Peabody Winner 2012 | Brook Lapping Productions, BBC, National Geographic Channel

In a remarkable four-hour documentary, key portions of the history of the early 21st Century are presented as a fine-grained tapestry. That history could have been told through the intimate personality profiles that emerge here. It could have been examined in the detailed explorations of how these personalities engaged one another across borders, over issues, and in tense negotiations. It could have chronicled major conflicts, defined in part by the events of September 11, 2001. What makes the series most powerful, however, is the constant reminder that none of these things can be best understood without the others, without context, comparison, without the full “back story,” or better yet, the “back stage story.” With footage from every major news organization that covered those years, the series involves all the major “players.” From Yeltsin to Putin to Saakashvili to Medvedev, from Bush to Rice to Powell to Obama, all are present.
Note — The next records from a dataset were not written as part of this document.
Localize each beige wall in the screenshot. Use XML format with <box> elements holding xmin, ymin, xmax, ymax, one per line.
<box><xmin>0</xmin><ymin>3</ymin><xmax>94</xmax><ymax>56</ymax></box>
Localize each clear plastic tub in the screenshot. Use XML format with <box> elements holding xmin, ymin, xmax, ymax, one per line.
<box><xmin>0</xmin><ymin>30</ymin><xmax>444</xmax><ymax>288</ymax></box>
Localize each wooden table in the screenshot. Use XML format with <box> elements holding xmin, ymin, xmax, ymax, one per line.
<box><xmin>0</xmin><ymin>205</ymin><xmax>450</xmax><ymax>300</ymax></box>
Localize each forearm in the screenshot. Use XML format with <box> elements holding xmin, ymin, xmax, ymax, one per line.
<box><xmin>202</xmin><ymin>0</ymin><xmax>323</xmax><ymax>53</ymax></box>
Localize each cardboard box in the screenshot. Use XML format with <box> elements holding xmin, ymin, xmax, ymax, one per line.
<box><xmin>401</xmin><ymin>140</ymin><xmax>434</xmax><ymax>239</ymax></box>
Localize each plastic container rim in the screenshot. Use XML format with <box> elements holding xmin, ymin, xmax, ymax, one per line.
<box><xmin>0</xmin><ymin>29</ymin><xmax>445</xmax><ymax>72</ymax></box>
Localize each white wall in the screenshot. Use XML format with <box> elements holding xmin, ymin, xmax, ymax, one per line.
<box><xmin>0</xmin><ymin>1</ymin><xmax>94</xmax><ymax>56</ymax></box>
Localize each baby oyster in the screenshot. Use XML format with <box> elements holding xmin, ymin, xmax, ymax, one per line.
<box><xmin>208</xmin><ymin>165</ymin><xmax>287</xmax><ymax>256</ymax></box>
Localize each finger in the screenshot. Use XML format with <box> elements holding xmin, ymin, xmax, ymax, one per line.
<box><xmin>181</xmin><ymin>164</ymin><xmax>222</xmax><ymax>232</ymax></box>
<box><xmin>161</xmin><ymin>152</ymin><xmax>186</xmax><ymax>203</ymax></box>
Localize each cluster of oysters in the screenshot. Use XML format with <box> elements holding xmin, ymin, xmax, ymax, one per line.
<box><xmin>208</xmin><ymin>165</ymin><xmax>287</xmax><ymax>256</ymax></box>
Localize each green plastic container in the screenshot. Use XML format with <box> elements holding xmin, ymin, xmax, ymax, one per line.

So too are the oligarchs and the demonstrators, the soldiers and the civilians. With the drive of historical narrative and the pull of international intrigue, we observe constant jockeying for power and influence, for political control and financial gain, for personal power and national pride. Putin, Russia & The West exposes and explains history as process, as something made with choices rather than something to be recalled and described. For this it receives a Peabody Award.


Episode 1 - "Taking Control"


Episode 2 - "Democracy Threatens"


Episode 3 - "War"


Episode 4 - "New Start"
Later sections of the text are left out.